Tuesday, July 03, 2007

Where My Loyalties Lie

I am a mammal. As such, I feel a sense of solidarity with my classmates, and I confess that I am a bit chauvinistic about my Class. We are, you know, the apex of evolution on this planet. All the other Classes were just way stations for our ancestors or amusing evolutionary side trips. I am not averse to eating some classmates, although I aim to be respectful and mammalian in my treatment of them.

The marsupials and monotremes are not as mammalian as I would like, and I am not sure whether they are really “in”. Sure, they give milk and all, but what about the all-important placenta? It’s plain primitive if you ask me.

Of course, not all mammals are equal. I regard members of my Order, the primates, to be the apex of the apex, as it were. No way would I eat an order-mate. Not that I dislike the other Orders. Some of my best friends are carnivores. I live with carnivores. I wouldn’t eat a carnivore, either. I am especially loyal to the Order, however. On the other hand, I’ll mess you up if you mess with the carnivores who are my friends even if you are a primate.

Then again, there’s the Family, and that takes precedence over the Order in some cases. It doesn’t come up much, but if I had to choose between a New World monkey and a fellow ape, I’d have to go with the ape. It’s all about the Family in the end.

The genus? It goes without saying. We’ve only got the one species in the genus! We have to stick together. Eating a conspecific is out of the question, except in an emergency, and I’d have to side with a conspecific in a dispute with a chimpanzee, unless I knew the chimpanzee personally or the human was a douchebag.
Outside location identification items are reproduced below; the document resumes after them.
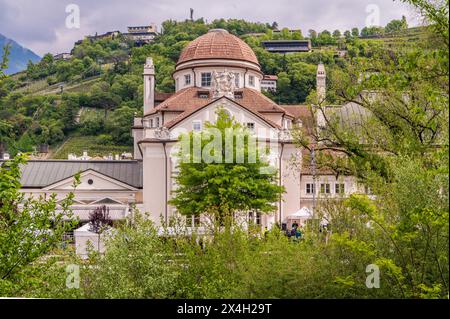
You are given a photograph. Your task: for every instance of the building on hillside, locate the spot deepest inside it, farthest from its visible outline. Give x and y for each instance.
(142, 34)
(287, 46)
(269, 83)
(62, 56)
(108, 35)
(215, 71)
(258, 34)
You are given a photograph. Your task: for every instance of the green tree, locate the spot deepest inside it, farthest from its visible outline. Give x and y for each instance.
(217, 187)
(396, 25)
(29, 227)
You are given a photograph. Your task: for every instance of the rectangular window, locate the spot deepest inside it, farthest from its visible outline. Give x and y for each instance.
(192, 220)
(251, 80)
(309, 188)
(238, 95)
(340, 188)
(325, 188)
(187, 79)
(206, 79)
(237, 80)
(254, 218)
(196, 126)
My kin in proportion to our degree of relatedness trumps the species, however, except that my wife, whose most recent common ancestor with me probably died 600 years ago, beats out any of my blood kin. And friends and associates, depending on how close they are, beat out remote kin. It’s kind of like the way I feel about primates who are strangers and carnivores whom I know personally. Neighbors are important, too. It says somewhere in the Bible that a friendly neighbor at hand is better than a brother a hundred miles a way, or some such thing. There are a lot of exceptions, but in general my closer kin come before more remote kin. Unless my kinsman is a douchebag, in which case he can forget about that kidney.